Sunday, January 20, 2008

LATE SUNDAY NIGHT

Not much going on, which makes me wonder why I'm typing...

No Lakers tonight? 6:30 Lakers games are a tradition.

I'm leaving for Europe in about 60 hours. I would be lying if I said I wasn't nervous. Or scared. Or excited. All of the above and then some. I've had a gnarly pain in my gut since last Monday night. I think it's the trip.

A friend came over and my talked blogs. Real exciting, I know. He told me about a site (that I'm absolutely not linking to or mentioning their name) that is like Google for people's addresses and phone numbers. I'm not on there (yet), but my girlfriend is. Thing is, they got all her old apartments and not the new one. Now that I say this, I'm sure it'll be on before I got to bed just so someone can spite me. Creepy? Very. I found the name of a girl I dated right out of high school. Victoria M. We saw The Full Monty and kissed in my truck in the parking lot of her condo complex. Anyway...people think I'm crazy for not registering to vote, or having a credit card, or a cell phone, or signing petitions, but my name's not on there, so who's laughing now?

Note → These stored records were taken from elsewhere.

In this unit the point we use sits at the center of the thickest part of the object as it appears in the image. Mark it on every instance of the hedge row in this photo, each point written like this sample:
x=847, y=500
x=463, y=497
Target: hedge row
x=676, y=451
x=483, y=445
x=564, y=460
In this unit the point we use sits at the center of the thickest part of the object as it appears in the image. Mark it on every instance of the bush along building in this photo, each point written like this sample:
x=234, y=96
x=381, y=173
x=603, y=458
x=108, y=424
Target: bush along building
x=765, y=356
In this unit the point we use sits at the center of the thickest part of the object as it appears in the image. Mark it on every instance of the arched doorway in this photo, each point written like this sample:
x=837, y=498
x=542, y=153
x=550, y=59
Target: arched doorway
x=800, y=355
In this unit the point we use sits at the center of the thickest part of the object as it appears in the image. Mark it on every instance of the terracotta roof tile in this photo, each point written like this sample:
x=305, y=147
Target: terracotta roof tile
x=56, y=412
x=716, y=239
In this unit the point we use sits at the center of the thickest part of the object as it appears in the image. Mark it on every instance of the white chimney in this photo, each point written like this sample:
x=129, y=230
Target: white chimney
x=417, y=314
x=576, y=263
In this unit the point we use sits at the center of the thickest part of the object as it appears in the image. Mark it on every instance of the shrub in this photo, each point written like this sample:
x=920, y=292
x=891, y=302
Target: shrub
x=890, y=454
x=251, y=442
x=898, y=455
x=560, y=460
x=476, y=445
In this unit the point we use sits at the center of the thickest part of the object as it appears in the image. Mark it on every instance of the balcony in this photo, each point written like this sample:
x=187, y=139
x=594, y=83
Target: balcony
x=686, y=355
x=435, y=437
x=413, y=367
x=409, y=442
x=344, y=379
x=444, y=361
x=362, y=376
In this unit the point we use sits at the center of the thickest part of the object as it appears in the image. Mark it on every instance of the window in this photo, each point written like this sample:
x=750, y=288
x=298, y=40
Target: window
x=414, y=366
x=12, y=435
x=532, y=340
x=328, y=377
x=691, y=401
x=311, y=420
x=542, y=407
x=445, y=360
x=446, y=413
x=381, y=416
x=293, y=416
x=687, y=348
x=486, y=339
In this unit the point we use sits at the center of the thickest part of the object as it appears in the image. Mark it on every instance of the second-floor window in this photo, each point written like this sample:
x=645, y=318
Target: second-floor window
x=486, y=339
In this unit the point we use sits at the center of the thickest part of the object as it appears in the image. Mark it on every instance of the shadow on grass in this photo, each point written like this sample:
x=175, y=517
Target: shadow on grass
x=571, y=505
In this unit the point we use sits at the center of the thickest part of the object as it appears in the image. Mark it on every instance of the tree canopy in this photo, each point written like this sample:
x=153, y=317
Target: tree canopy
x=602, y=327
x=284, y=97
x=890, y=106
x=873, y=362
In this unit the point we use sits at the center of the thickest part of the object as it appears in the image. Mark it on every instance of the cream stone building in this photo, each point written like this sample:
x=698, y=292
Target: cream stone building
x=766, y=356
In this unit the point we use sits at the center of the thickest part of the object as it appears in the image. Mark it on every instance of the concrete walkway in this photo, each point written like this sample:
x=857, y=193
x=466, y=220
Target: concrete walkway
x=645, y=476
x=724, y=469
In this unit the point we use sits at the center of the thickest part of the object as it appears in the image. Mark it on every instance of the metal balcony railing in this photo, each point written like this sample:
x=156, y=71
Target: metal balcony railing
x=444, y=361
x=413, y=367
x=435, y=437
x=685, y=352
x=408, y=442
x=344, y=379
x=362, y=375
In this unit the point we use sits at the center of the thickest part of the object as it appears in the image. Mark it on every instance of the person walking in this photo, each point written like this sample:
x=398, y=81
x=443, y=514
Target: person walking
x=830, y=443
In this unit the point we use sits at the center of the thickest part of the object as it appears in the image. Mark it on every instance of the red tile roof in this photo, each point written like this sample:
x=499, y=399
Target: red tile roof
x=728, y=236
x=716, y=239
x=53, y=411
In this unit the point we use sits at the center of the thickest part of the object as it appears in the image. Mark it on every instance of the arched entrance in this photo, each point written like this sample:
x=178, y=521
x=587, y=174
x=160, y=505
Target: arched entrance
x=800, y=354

I wrote two poems tonight. Both are good and might be posted here later. Like anyone cares.

Linking to the District and writing about Scientology can really boost a guy's blog stat counter. It's taught me a thing or two about this blogging world and how to go about it. Turns out I should be writing about shit people might want to hear about. I always though the minutiae in my brain was interesting enough. Maybe I'm wrong?

Flight leaves Wed. morning from LAX at 11 a.m. That means I've got to get up early because normally I'm up no earlier than 11:30. I've been going to bed earlier the past few nights to get adjusted. But I'm killing that streak tonight.

Now for something relevant...Two more teens killed in Long Beach last night. I know, I read LBReport.com. There's been an unreal amount of killings in Long Beach during the first 20 days of this month. I'd be great to say the right thing, but I'm afraid that doesn't exist. There's no silver lining in two kids gunned down by alleged party crashers. Whether it was random or not makes no difference, there's just nothing to say, nothing to do to make that go away. I won't pretend to know what the people involved are feeling. I wake up every morning (or afternoon) and have some coffee. I read my newspaper and get some writing done. Very casual. Very dull. But that coulda been me. I coulda been hit this Friday at the Reno Room or last Friday, ironically enough, at the Reno Room. It coulda been someone I know, someone I love. Reincarnation sounds wonderful, but I can't live this life hoping to hear the opening bell of round two. Life is a first-round knockout so let's come out swinging and get ours before it's too late, before someone takes ours and makes it theirs. These kids, fuck, who knows? I didn't know any of them, but I can safely say they were taken far too soon. My high school days weren't the best days of my life, but they probably weren't the worst either (that was middle school). I'm just getting good. It took a long while, but I'm almost there and I'm 28. Let's hope these kids got there before I did and did something with themselves while they were here. I try not to be a pessimist, but it's hard to keep a positive mental attitude when there are a small percentage of people who fuck it up for the rest of us. Most humans are decent, I'm convinced of this. But decent people don't make headlines. Assholes do. It's the assholes, fuckers, jerks, idiots, rude asses, dipshits, morons, theives, liars, killers, rapists, predators and stupid we've got to watch out for.